Glossary

Important concepts

Concept	Description	Example
Reward	Something we assume animals want.	Food.
Reward prediction	Subjective expectation of reward associated with a stimulus. See value.	Upon hearing the ticking of a metronome, Pavlov's dogs expected to receive food.
Reward prediction error	Difference between observed and expected reward. See temporal difference error.	If Pavlov started his metronome and skipped feeding his dogs, this would produce a negative reward prediction error.
Temporal discounting	The phenomenon of treating a fixed reward as though its worth decreases the longer an animal has to wait to obtain it.
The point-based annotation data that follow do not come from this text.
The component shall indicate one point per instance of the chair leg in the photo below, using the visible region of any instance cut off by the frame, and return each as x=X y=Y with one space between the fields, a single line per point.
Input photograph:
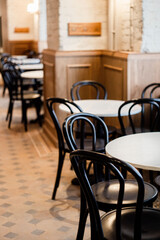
x=4 y=89
x=59 y=170
x=24 y=114
x=10 y=114
x=82 y=218
x=9 y=110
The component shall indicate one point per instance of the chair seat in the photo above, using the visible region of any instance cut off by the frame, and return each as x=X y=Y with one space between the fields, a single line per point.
x=157 y=182
x=107 y=192
x=150 y=224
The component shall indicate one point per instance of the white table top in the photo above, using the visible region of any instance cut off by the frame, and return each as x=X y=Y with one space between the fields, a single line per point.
x=102 y=108
x=33 y=74
x=19 y=57
x=142 y=150
x=38 y=66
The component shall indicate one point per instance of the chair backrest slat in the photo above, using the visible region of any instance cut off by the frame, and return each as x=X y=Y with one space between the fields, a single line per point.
x=98 y=89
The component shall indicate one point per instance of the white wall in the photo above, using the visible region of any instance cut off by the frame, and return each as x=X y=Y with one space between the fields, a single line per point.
x=151 y=26
x=75 y=11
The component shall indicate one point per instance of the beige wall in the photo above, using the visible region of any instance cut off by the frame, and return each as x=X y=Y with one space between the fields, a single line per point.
x=60 y=13
x=20 y=18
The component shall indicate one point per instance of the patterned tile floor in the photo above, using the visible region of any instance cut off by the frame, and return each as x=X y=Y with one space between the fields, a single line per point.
x=27 y=172
x=28 y=166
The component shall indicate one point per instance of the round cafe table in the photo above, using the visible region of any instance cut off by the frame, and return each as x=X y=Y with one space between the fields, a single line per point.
x=27 y=67
x=141 y=150
x=101 y=107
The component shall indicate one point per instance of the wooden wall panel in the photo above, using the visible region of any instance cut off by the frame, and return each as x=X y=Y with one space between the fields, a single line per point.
x=73 y=66
x=76 y=73
x=113 y=77
x=49 y=91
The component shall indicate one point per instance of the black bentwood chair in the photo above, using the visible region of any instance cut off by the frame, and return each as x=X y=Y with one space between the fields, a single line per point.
x=94 y=90
x=134 y=222
x=103 y=184
x=52 y=104
x=146 y=121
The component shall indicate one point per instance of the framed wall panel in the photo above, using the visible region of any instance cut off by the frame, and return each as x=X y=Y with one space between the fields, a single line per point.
x=113 y=78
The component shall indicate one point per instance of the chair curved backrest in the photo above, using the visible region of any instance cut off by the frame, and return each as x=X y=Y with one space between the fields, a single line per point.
x=150 y=91
x=78 y=159
x=51 y=103
x=151 y=121
x=79 y=88
x=92 y=122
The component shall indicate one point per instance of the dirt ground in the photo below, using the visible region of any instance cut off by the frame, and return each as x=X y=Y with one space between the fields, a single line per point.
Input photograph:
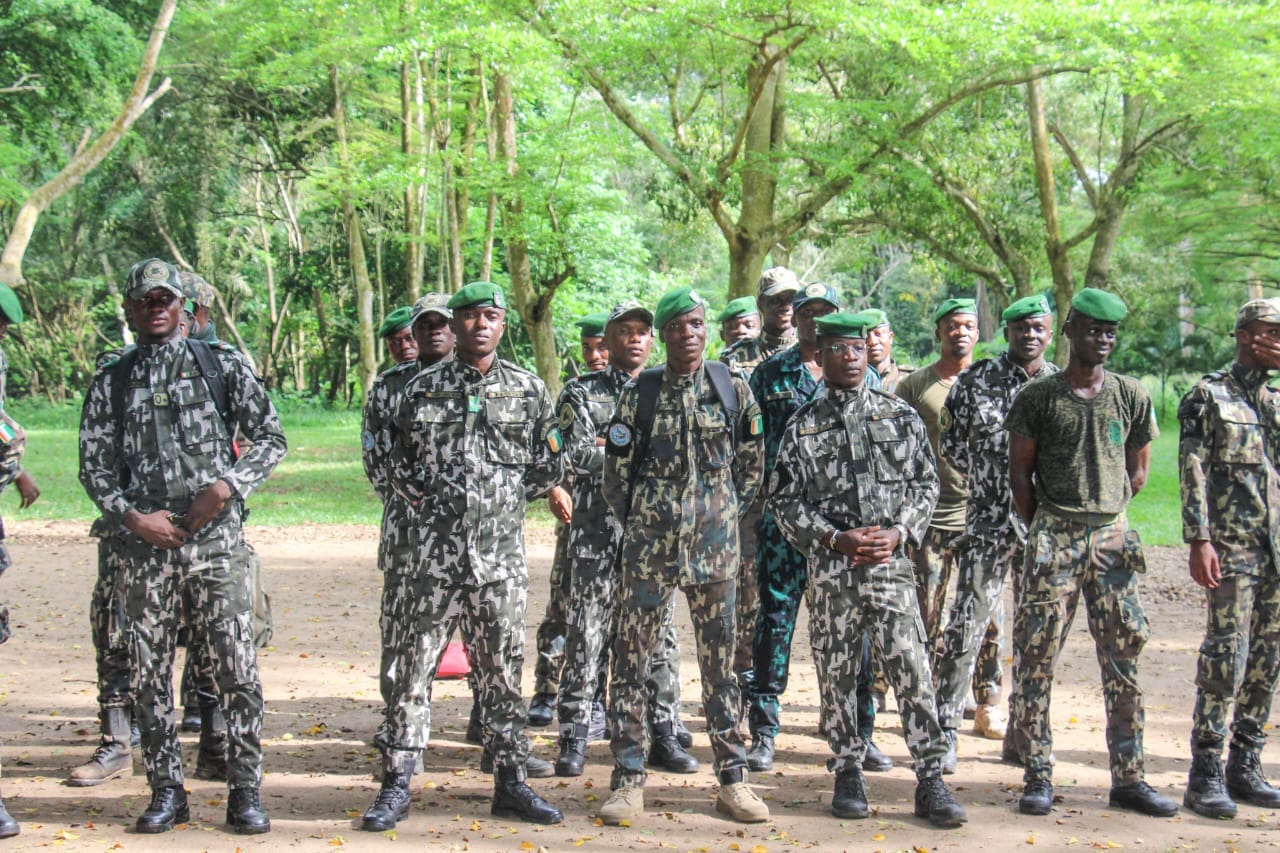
x=321 y=710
See temporal discount factor.	A child might choose one marshmallow now over two in half an hour due to temporal discounting.
Episodic task	A type of reinforcement learning problem structured around "start task", "complete task", "reset" cycles.	A trial-structured experiment where each trial is considered an episode and inter-trial intervals are ignored.
Continuing task	An ongoing reinforcement learning problem with no explicit reset.	Unstructured behaviour, trial structured experiments that are modeled as an ongoing sequence of trials and inter-trial intervals.

Formal definitions

Term	Description	Discrete time notation	Continuous time notation
Reward	Something we assume animals want to maximize.	$r_t$	$r(t)$
Temporal discount parameter	Parameter decribing how quickly the worth of a reward decreases as a function of delay.	$\gamma : 0 \leq \gamma < 1$	$\tau = -1/\ln\gamma$
Return	Cumulative future reward, which we assume animals seek to maximize.	$g_t = \sum_{i=0}^\infty \gamma^i r_{t+i+1}$	$g(t) = \int_0^\infty e^\frac{-z}{\tau} r(t+z) \, dz$
True value	Statistical expectation of the return following a particular state. Informally, true average future reward for a given set of circumstances.	$v(s_t) = \mathbb{E}[g_t]$	$v(s(t)) = \mathbb{E}[g(t)]$
Value	Estimate of the return following a particular state.	$\hat{v}(s_t)$	$\hat{v}(s(t))$
State	All aspects of the animal's context that could be used to define its location in a task. For example, position on a linear track, or time since a stimulus was presented.	$s_t$	$s(t)$
Bellman equation	Relationship between the true value of one state and the true value of the next implied by the defintion of true value as the expected return.	$v(s_t) = \mathbb{E}[r_{t+1} + \gamma v(s_{t+1})]$	$\frac{1}{\tau} v(s(t)) = \mathbb{E}\left[r(t) + \frac{d}{dt} v(s(t))\right]$
Temporal difference (TD) error	Estimate of the error in the current values with respect to the Bellman equation.	$\delta_t = r_{t+1} + \gamma \hat{v}(s_{t+1}) - \hat{v}(s_t)$	$\delta(t) = r(t) - \frac{1}{\tau} \hat{v}(s(t)) + \frac{d}{dt} \hat{v}(s(t))$
Undiscounted TD error	Special case of TD error without temporal discounting. This version is found in Sutton and Barto's original 1981 paper and in many dopamine models. Not suitable for continual learning.	$\delta_t = r_{t+1} + \hat{v}(s_{t+1}) - \hat{v}(s_t)$	$\delta(t) = r(t) + \frac{d}{dt} \hat{v}(s(t))$
Average reward TD error	Type of undiscounted TD error suitable for continual learning.	$\delta_t = r_{t+1} - \rho + \hat{v}(s_{t+1}) - \hat{v}(s_t)$
Reward rate	Average reward per time step in a continuing task.	$\rho$
Learning rate	How quickly value is updated in response to TD errors.	$\alpha$	$\alpha$

Note about units: In discrete time, all quantities are in the same units as the reward $r_t$ , except for $\gamma$ and $\alpha$ which are unitless. For example, if the reward is an amount of food measured in grams, then the value $\hat{v}(s_t)$ and TD error $\delta_t$ are both also in grams. However, in continuous time, $r(t)$ and $\delta(t)$ are both rates in units of reward per time interval (e.g., grams of food per second) while the value $\hat{v}(s(t))$ and related quantities are in units of reward (e.g., grams of food), the discount timescale $\tau$ is in units of time, and the learning rate $\alpha$ is unitless as in the discrete case.